Из кармана он медленно извлек некий список, сел и принялся изучать его, пока жена не бросила на него вопросительный взгляд.
– Когда мне было десять лет, – сказал он, – у меня вышла размолвка с мамой, уже не помню из-за чего. Нам предстояло вместе сходить в центр города, но я вырвался вперед, как будто обо всем забыл. Мама семенила следом, звала меня почти всю дорогу до центра. Я находился в ста ярдах впереди нее и притворялся, что не слышу, хотя прекрасно слышал. Но я не обернулся и не замедлил шаг. Я смотрел строго перед собой. Но не было такого дня в году, когда бы я не вспомнил, как тоскливо звучал ее голос у меня за спиной: в тот день мое поведение причинило ей немалые страдания.
Жена вздохнула.
– Зачем составлять перечни таких вещей? Ты делаешь себе больно.
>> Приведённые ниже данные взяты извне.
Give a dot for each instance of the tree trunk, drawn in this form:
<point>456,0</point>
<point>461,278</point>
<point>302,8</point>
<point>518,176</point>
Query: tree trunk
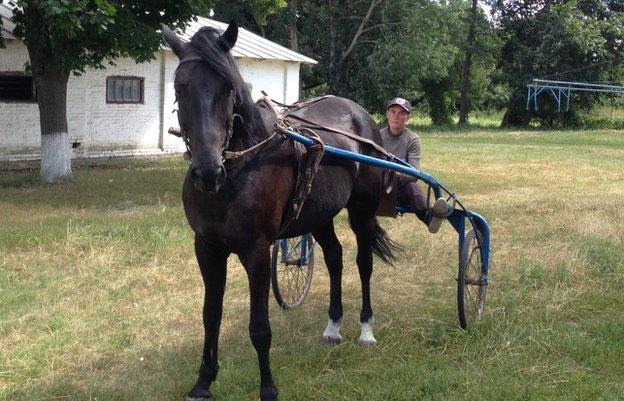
<point>463,102</point>
<point>51,89</point>
<point>334,58</point>
<point>294,6</point>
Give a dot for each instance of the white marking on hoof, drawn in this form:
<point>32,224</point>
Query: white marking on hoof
<point>331,335</point>
<point>367,339</point>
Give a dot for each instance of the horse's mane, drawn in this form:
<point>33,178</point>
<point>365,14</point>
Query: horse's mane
<point>208,46</point>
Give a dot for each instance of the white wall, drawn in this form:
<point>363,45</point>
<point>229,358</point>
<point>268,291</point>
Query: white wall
<point>279,79</point>
<point>123,129</point>
<point>19,122</point>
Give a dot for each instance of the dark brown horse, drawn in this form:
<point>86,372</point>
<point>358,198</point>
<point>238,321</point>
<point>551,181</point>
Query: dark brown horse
<point>237,205</point>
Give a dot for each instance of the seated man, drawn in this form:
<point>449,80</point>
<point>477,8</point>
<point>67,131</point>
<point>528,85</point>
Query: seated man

– Я всего лишь выношу на свет божий то, что всегда томилось во мне, – сказал он. – Это пункт первый. Пункт второй.
Он похлопал по листку.
– Жила-была милая пожилая дама, по имени Орин, у которой был смышленый пудель; и они на пару развлекали меня разными номерами и волшебными фокусами. Она страдала от астмы. Она угощала меня печеньем и балагурила со мной, когда я был весьма угловатым четырнадцатилетним подростком и у меня почти не было друзей. Когда мне минуло восемнадцать, можно сказать, уже довольно поздно, на меня вдруг нахлынули чувства и я осознал свою любовь и признательность к ней и дал себе слово написать ей однажды: «Благодарю Вас за доброту, проявленную ко мне, когда все остальные не очень-то стремились обращаться со мной по-человечески». Но я так и не собрался ей написать. И вот когда мне было уже двадцать, я оказался в том самом квартале и вспомнил о ней, о собачке и о фокусах. И я пришел на ту же улицу, на которой мальчишкой звонил в ее дверь. Но как ты уже догадалась, я опоздал. Она умерла и была похоронена за шесть месяцев до этого. Мне не хватило самой малости. И вместе с тем – так много. Этот вечер был одним из самых грустных в моей жизни. Каждый год я пытаюсь придумать, как отблагодарить ее, но тщетно. Мне кажется, опоздание – в некотором роде более тяжкий грех, чем убийство.